- #1
LCSphysicist
- 645
- 161
- TL;DR Summary
- .
can integrate 1/(x*lnx) by parts??
Parts is probably not the best approach. Instead, look for derivatives within the integrand.LCSphysicist said:Summary:: .
can integrate 1/(x*lnx) by parts??
Yeh, i know that there is a easier way to resolve it. But i see that try by part we can't ccame in the right answer, i need to now if i made a error or indeed we can't use integral by parts here, and if we cant, why?PeroK said:Parts is probably not the best approach. Instead, look for derivatives within the integrand.
You'll need to post your attempt. No one can help if we can't see what you've done.LCSphysicist said:Yeh, i know that there is a easier way to resolve it. But i see that try by part we can't ccame in the right answer, i need to now if i made a error or indeed we can't use integral by parts here, and if we cant, why?
Integration by parts is a method used in calculus to find the integral of a product of two functions. It is based on the product rule of differentiation and involves splitting the integrand into two parts and integrating one part while differentiating the other.
To integrate 1/(x*lnx) using integration by parts, you can choose u = 1/lnx and dv = 1/x.
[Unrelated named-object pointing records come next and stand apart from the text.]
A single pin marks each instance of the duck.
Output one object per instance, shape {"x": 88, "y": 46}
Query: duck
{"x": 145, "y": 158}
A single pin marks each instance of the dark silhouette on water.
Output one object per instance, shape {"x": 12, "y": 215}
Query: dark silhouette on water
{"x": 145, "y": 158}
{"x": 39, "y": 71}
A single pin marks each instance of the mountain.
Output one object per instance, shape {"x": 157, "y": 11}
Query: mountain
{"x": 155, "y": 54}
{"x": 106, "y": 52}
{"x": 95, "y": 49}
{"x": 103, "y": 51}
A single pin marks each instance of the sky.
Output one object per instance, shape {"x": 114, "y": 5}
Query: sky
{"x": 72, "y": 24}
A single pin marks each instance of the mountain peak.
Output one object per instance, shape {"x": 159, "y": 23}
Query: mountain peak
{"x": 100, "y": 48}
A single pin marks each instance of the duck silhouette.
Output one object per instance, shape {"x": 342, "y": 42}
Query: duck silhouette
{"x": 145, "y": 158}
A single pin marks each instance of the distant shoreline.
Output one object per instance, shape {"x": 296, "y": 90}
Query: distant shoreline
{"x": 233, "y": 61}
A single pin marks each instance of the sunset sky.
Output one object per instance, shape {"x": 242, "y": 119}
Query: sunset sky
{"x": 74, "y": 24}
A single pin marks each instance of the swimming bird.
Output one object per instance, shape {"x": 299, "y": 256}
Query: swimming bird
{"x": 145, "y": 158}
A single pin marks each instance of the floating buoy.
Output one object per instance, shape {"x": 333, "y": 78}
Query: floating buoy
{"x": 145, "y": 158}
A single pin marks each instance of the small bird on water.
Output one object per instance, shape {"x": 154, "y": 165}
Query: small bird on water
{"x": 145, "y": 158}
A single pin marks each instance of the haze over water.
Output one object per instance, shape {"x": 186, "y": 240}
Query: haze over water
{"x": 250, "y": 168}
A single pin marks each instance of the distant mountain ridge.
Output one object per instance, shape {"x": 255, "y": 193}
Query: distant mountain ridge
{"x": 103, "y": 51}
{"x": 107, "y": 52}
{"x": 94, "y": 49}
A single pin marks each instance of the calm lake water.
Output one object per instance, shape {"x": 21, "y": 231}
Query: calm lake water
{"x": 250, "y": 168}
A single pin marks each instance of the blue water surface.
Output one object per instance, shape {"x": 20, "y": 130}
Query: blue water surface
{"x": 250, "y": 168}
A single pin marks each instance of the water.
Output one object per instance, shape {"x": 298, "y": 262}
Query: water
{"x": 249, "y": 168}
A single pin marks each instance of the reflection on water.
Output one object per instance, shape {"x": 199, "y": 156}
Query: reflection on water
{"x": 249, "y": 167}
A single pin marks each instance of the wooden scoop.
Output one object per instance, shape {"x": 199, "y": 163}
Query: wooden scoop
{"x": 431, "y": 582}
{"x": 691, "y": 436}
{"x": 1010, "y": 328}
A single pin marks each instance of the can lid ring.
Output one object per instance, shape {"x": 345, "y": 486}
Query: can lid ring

Then, using the formula for integration by parts, you can integrate u and differentiate dv to obtain the final integral.
Integration by parts is a useful tool in calculus as it allows us to integrate products of functions that cannot be integrated using other methods. It can also be used to simplify complicated integrals and solve differential equations.
Integration by parts is not always applicable and may not work for all integrals. It also requires careful selection of u and dv, which can sometimes be a difficult task. Additionally, it may require multiple iterations to obtain the final integral.
Practicing and familiarizing yourself with different types of integrals and their solutions using integration by parts can help improve your skills. You can also seek help from a tutor or use online resources to understand the concept and its applications better.